After the installation done, you can start using Sedona functions. Please log in to Snowflake again using the user that has the privilege to access the database.
!!!note Please always keep the schema name SEDONA (e.g., SEDONA.ST_GeomFromWKT) when you use Sedona functions to avoid conflicting with Snowflake's built-in functions.
First make sure to point to the correct functions. By default, the Sedona functions should be accessible in db.schema SEDONASNOW.SEDONA.
USE DATABASE SEDONASNOW;
Alternatively, use another database and specify the fully qualified name e.g. SEDONASNOW.SEDONA.ST_GeomFromText
Let's create a city_tbl that contains the locations and names of cities. Each location is a WKT string.

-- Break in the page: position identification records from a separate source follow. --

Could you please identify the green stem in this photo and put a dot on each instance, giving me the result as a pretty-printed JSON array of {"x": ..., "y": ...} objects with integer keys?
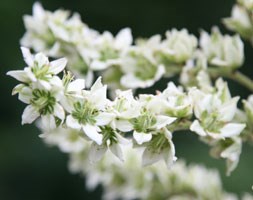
[{"x": 235, "y": 76}]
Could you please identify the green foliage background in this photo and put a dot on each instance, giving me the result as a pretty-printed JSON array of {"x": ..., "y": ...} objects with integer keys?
[{"x": 29, "y": 170}]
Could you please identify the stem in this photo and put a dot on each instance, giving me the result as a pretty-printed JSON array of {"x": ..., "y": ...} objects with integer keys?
[{"x": 235, "y": 76}]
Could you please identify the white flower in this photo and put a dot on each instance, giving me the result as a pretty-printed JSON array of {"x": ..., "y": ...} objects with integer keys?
[
  {"x": 140, "y": 69},
  {"x": 39, "y": 72},
  {"x": 247, "y": 4},
  {"x": 147, "y": 123},
  {"x": 110, "y": 49},
  {"x": 159, "y": 148},
  {"x": 72, "y": 91},
  {"x": 45, "y": 104},
  {"x": 68, "y": 140},
  {"x": 176, "y": 102},
  {"x": 215, "y": 113},
  {"x": 112, "y": 140},
  {"x": 38, "y": 35},
  {"x": 222, "y": 51},
  {"x": 248, "y": 107},
  {"x": 179, "y": 46},
  {"x": 89, "y": 113}
]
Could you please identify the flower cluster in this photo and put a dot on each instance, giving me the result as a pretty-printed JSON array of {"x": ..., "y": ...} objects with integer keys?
[
  {"x": 122, "y": 63},
  {"x": 154, "y": 182},
  {"x": 122, "y": 134},
  {"x": 75, "y": 113}
]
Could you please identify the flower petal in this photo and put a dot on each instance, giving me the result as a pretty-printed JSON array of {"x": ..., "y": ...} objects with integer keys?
[
  {"x": 59, "y": 111},
  {"x": 162, "y": 121},
  {"x": 20, "y": 75},
  {"x": 116, "y": 150},
  {"x": 57, "y": 66},
  {"x": 48, "y": 122},
  {"x": 76, "y": 85},
  {"x": 96, "y": 152},
  {"x": 123, "y": 125},
  {"x": 92, "y": 133},
  {"x": 142, "y": 137},
  {"x": 72, "y": 123},
  {"x": 28, "y": 57},
  {"x": 196, "y": 127},
  {"x": 232, "y": 129},
  {"x": 30, "y": 114},
  {"x": 104, "y": 118}
]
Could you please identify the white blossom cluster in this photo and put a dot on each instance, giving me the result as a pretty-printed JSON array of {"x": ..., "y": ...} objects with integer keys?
[
  {"x": 129, "y": 180},
  {"x": 120, "y": 136},
  {"x": 65, "y": 106},
  {"x": 122, "y": 63}
]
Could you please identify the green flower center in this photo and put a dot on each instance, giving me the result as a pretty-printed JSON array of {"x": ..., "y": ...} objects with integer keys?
[
  {"x": 145, "y": 69},
  {"x": 109, "y": 135},
  {"x": 108, "y": 53},
  {"x": 85, "y": 112},
  {"x": 41, "y": 72},
  {"x": 44, "y": 101},
  {"x": 210, "y": 123},
  {"x": 144, "y": 122}
]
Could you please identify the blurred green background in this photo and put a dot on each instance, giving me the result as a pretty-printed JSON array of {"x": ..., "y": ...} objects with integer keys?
[{"x": 29, "y": 170}]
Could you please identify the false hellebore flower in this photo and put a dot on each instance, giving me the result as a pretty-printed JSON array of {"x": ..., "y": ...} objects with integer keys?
[
  {"x": 110, "y": 49},
  {"x": 40, "y": 88},
  {"x": 39, "y": 72},
  {"x": 178, "y": 47},
  {"x": 175, "y": 102},
  {"x": 149, "y": 119},
  {"x": 140, "y": 68},
  {"x": 89, "y": 113},
  {"x": 215, "y": 112}
]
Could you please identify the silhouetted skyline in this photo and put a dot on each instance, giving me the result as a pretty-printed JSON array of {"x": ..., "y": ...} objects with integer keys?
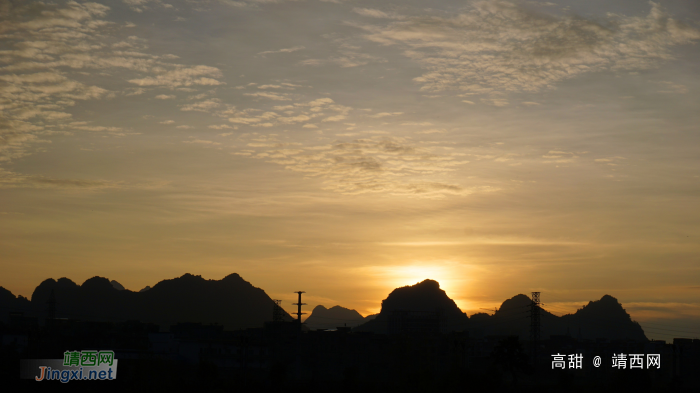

CREATE OR REPLACE TABLE city_tbl (wkt STRING, city_name STRING); INSERT INTO city_tbl(wkt, city_name) VALUES ('POINT (-122.33 47.61)', 'Seattle'); INSERT INTO city_tbl(wkt, city_name) VALUES ('POINT (-122.42 37.76)', 'San Francisco');
Then we can show the content of this table:
SELECT * FROM city_tbl;
Output:
WKT CITY_NAME POINT (-122.33 47.61) Seattle POINT (-122.42 37.76) San Francisco
All geometrical operations in SedonaSQL are on Geometry/Geography type objects. Therefore, before any kind of queries, you need to create a Geometry/Geography type column on the table.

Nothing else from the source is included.